Murderer may get paroled early after Ore. Supreme Court ruling
PORTLAND, Ore. – A Southeast Portland family will learn Tuesday whether the man convicted of brutally murdering their loved one could be paroled years early.
Kevin Roper killed Eddie Gibbs in the late 1980s and was sentenced to 30 years to life.
He is the first in a wave of 30 killers who could get paroled early after the Oregon Supreme Court recently ruled that a group of killers sentenced in the 80s and 90s should be eligible for parole hearings after 20 years.
"There was an ambiguity in the law. It could be interpreted one or another way, and the Supreme Court has said this is the way it should be interpreted," said Tung Yin a professor at Lewis and Clark Law School.
The court's ruling clears the way for killers to possibly get out of prison up to 10 years earlier than families of their victims thought.
In March 1987, Gibbs' body was found at the Powell drive-in movie theater. He was lashed to a speaker stand with the cord wrapped around his neck.

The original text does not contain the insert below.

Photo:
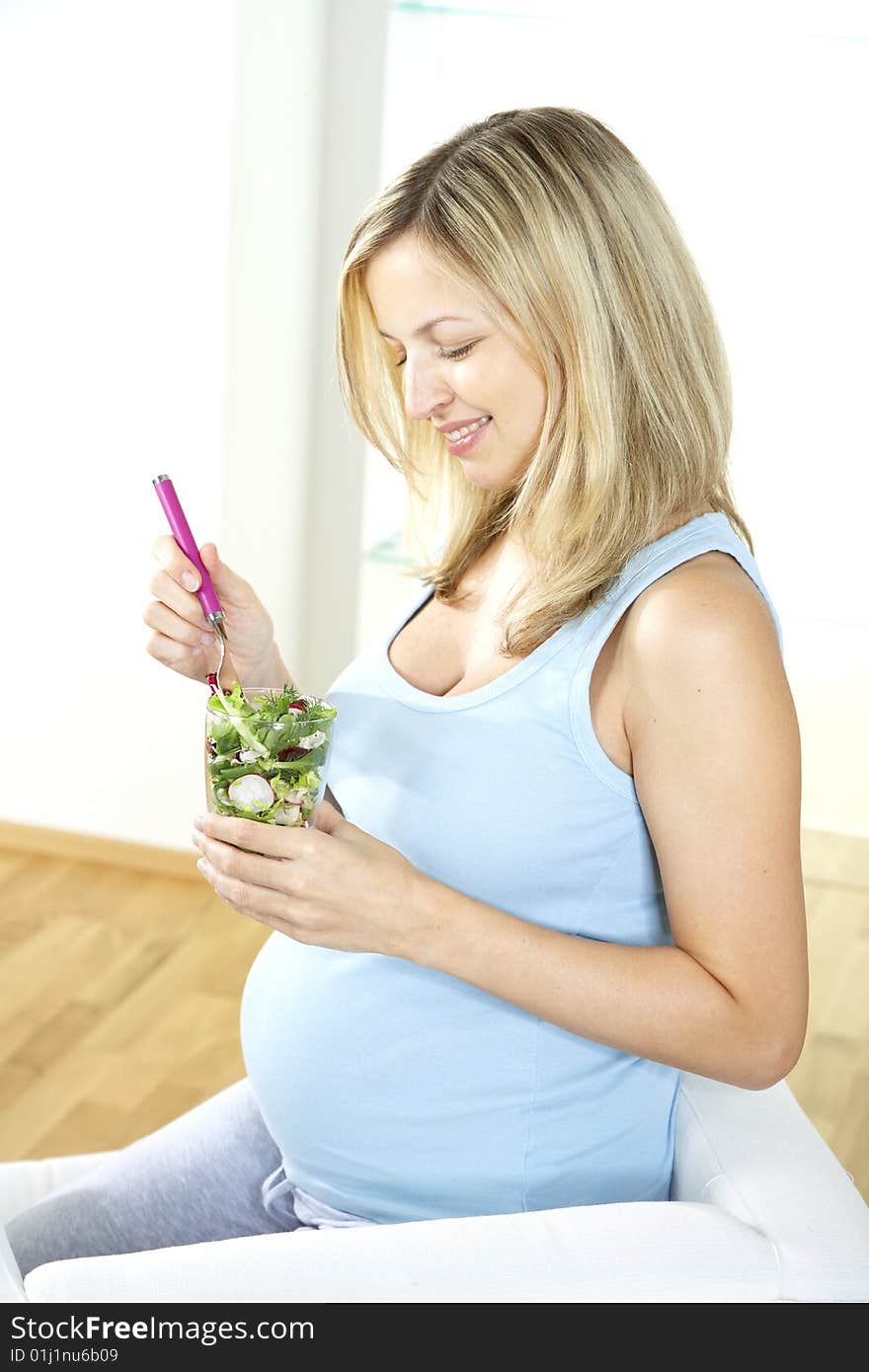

Gibbs had been robbed and beaten with an ax handle by two friends, one of whom was Roper. Then they went to get a bite to eat at a McDonald's.
"They acted like they were celebrating something at the McDonald's when they were eating," said Gibbs' mother Patricia Hanley. "They were really all fired up and happy."
She said they then went back to stab her son some more.
Even though Roper has only served 24 years, he'll be the first to try to convince the parole board he's no longer a danger to society.
"I have faith it's going to lean the right way," said Gibbs' brother Rod Toth. "But I thought they were going to be in jail at least 30 years also. It's tough."
If the parole board decides to grant Roper his freedom, he would be released in March.
Over the next weeks and months the rest of the initial wave of 30 will have their hearings. All of them have been convicted of aggravated murders.